According to Center for Immigration Studies Director of Research Steven Camarota, about 24 percent of illegal aliens who are eligible for DACA — which President Trump administration will officially end in March 2018 — overstate their English proficiency skills and are “below basic” or “functionally illiterate.”

Additionally, the research found that about 46 percent of DACA illegal aliens only have “basic” English proficiency skills, despite narratives from corporate interests and the open borders lobby that recipients of the program are vastly highly-educated.

Camarota writes:

Even those numbers could exaggerate the level of assimilation. As mentioned above, a high-school diploma has become so commonplace among today’s youth (due in large part to watered-down standards) that it is no longer a strong indicator of skills. Similarly, CIS research has shown that immigrants tend to overstate their English ability.

When Hispanic immigrants, who make up some 80 to 90 percent of DACA recipients, recently took an objective test of English literacy, 44 percent of those who said they speak English “well” or “very well” actually scored “below basic” — a level sometimes described as functional illiteracy.
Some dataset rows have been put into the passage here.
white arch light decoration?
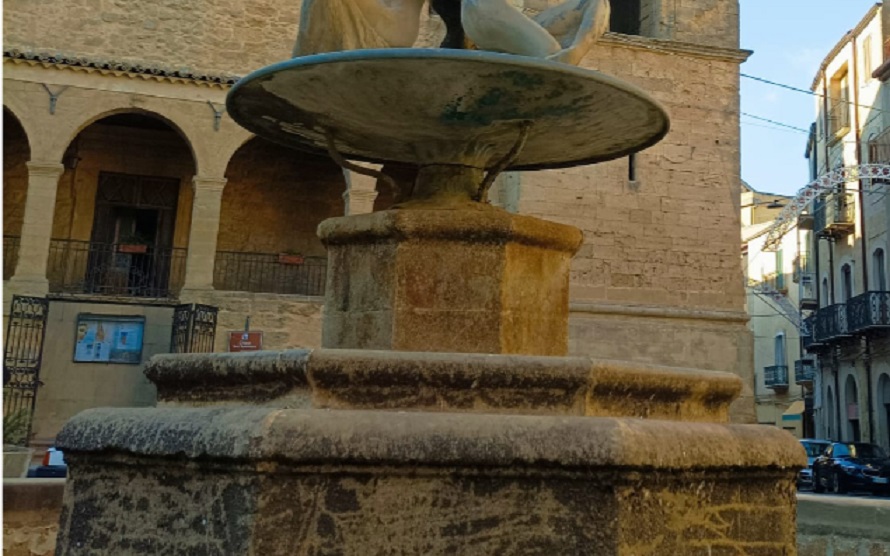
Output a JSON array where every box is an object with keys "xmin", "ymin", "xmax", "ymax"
[{"xmin": 762, "ymin": 164, "xmax": 890, "ymax": 252}]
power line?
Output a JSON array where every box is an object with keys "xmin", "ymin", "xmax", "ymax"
[
  {"xmin": 741, "ymin": 112, "xmax": 810, "ymax": 133},
  {"xmin": 741, "ymin": 73, "xmax": 887, "ymax": 115}
]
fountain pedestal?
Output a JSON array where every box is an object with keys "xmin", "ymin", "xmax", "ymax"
[{"xmin": 53, "ymin": 50, "xmax": 804, "ymax": 555}]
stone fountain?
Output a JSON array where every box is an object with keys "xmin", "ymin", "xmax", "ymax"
[{"xmin": 54, "ymin": 3, "xmax": 804, "ymax": 554}]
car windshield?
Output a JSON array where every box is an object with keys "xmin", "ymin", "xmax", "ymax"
[
  {"xmin": 847, "ymin": 444, "xmax": 888, "ymax": 459},
  {"xmin": 802, "ymin": 442, "xmax": 829, "ymax": 457}
]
Based on test-takers with the required age and residency, I estimate that perhaps 24 percent of the DACA-eligible population fall into the functionally illiterate category and another 46 percent have only “basic” English ability.

The research showing a lack of English proficiency among DACA illegal aliens comes as the Congressional Budget Office (CBO) released a report revealing that nearly 1 in 5 illegal aliens eligible for DACA would end up on food stamps within 10 years, Breitbart News reported.
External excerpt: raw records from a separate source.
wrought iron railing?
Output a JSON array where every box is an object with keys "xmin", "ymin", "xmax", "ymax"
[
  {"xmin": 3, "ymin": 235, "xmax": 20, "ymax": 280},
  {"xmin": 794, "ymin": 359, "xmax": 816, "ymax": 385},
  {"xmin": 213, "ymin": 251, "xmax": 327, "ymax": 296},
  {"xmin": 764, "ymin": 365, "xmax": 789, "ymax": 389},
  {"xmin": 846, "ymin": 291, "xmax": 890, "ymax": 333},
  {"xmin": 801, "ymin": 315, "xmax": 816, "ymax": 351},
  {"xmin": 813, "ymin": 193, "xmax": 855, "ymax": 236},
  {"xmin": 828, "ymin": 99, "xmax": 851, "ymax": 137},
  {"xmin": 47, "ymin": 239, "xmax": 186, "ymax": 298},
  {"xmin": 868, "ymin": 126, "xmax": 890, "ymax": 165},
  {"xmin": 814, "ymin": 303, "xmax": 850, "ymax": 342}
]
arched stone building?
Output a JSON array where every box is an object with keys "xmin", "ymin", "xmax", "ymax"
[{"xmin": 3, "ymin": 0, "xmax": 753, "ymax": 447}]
The majority of DACA illegal aliens also live in low-income households, according to a study by Harvard scholar Roberto Gonzales outlined by the Center for Immigration Studies. That study found that 73 percent of illegal aliens covered by DACA are living in low-income households, qualifying for free lunch at American public high schools, as well as other federal welfare benefits, Breitbart News reported.

Also as Breitbart News reported, only four percent of DACA illegal aliens have completed a college education, making the DACA population far less likely than the native American population to finish college with a degree.